After my 10-mile run on Saturday, I took a nap, ate lunch, then dozed off again. Two naps in one day. Uh-oh.
I’d like to tell you that I woke up from the second nap refreshed and ready to take on the world, but that was not the case. I still felt tired and depleted. I felt the same way for the next few days, punctuated with more late morning naps. When I woke up Monday morning, I was relieved to feel soreness in my throat. Obviously, it wasn’t the run that did me in, but rather a bug that I picked up somewhere along the way. Right?

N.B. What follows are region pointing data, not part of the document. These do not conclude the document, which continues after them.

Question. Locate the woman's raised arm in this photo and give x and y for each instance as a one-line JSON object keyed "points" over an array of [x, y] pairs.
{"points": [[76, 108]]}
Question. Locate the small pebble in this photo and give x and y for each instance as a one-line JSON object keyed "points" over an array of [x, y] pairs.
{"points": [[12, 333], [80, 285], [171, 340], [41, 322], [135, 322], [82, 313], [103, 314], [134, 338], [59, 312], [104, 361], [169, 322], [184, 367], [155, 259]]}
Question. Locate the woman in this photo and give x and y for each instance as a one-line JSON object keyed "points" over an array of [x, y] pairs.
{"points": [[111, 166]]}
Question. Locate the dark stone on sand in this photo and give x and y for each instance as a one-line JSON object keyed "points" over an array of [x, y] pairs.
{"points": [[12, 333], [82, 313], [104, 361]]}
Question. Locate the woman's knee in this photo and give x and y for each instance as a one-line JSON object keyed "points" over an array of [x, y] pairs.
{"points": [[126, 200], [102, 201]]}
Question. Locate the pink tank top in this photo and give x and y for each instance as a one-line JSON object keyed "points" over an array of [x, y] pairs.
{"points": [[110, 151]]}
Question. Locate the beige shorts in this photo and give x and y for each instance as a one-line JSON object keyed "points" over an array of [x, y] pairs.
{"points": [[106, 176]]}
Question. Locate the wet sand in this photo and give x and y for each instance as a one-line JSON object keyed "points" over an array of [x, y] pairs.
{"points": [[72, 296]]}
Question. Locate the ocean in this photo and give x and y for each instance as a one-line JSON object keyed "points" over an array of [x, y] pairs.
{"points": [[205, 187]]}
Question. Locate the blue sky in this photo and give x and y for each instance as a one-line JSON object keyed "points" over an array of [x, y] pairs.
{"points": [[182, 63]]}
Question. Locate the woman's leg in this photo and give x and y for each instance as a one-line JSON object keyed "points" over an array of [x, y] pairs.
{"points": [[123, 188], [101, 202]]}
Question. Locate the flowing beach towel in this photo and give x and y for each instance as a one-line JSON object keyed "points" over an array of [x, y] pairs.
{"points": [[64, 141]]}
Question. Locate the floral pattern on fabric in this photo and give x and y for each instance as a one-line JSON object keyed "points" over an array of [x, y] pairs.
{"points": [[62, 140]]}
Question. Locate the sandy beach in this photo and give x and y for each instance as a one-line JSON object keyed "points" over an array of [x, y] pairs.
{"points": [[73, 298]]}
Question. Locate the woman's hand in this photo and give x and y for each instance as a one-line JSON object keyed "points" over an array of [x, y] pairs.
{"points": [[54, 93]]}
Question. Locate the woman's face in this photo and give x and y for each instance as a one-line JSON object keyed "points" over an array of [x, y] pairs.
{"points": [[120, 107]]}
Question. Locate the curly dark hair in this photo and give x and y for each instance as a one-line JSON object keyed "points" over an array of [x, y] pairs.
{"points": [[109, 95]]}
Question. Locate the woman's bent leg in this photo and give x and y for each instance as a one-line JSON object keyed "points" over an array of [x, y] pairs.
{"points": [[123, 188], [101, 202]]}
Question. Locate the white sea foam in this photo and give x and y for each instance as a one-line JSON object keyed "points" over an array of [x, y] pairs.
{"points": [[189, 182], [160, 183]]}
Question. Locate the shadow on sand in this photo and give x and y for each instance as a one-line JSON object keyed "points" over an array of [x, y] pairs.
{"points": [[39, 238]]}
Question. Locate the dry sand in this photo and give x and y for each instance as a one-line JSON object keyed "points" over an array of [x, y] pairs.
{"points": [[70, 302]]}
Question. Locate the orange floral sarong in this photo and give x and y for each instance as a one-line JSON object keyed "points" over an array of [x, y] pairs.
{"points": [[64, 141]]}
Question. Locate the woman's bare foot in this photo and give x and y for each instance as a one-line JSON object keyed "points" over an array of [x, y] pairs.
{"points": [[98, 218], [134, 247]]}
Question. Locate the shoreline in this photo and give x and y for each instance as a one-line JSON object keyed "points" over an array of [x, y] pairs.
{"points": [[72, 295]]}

Later in the week, when I described the symptoms of my obviously viral, practically life-threatening “bug” to my amazing, if not brutally honest, personal trainer, his comment stopped me in my tracks. “It doesn’t sound like a bug, it sounds like exhaustion.” Impossible, dear trainer.
I have friends who have small children and haven’t slept through the night in years, or who are dealing with a family medical emergency that is testing and stretching the limits of what a person should have to shoulder. Those friends have earned the right to consider themselves exhausted. I have not. In fact, I’m generally a well-rested person. Most of the time, I get a full night’s rest and wake up before the alarm, ready to start my day. And I nap on an as-needed basis. Super annoying, right?
Then I Googled “exhaustion,” just for fun. Achy muscles? Check. Fever? Check. Sore throat? Crap.
When I really thought about it, this is not the first time I’ve had this exact bug. It often comes after a busy work trip. In fact, this bug is so reliable and predictable that I usually build a rest day into my schedule after each trip.
I concede. I was exhausted. I’m not sure why it’s so hard to admit. It’s not a sign of weakness, just a sign that I overdid it. My mind is focused on the short and long-term running goals and telling me that I’m feeling good and should keep going, but my nearly 40-year old body has other plans. As my mind was celebrating the most mileage I’ve ever run in a week (almost 24 miles), and a great 10-miler, my body shut down the celebration quickly and efficiently.
Do not feel sorry for me. This is a self-inflicted, temporary, first world problem. I played with fire and got burned. Training for a marathon isn’t just about running a lot, it has to be balanced with listening to your body. I just need to start paying closer attention to what it’s saying.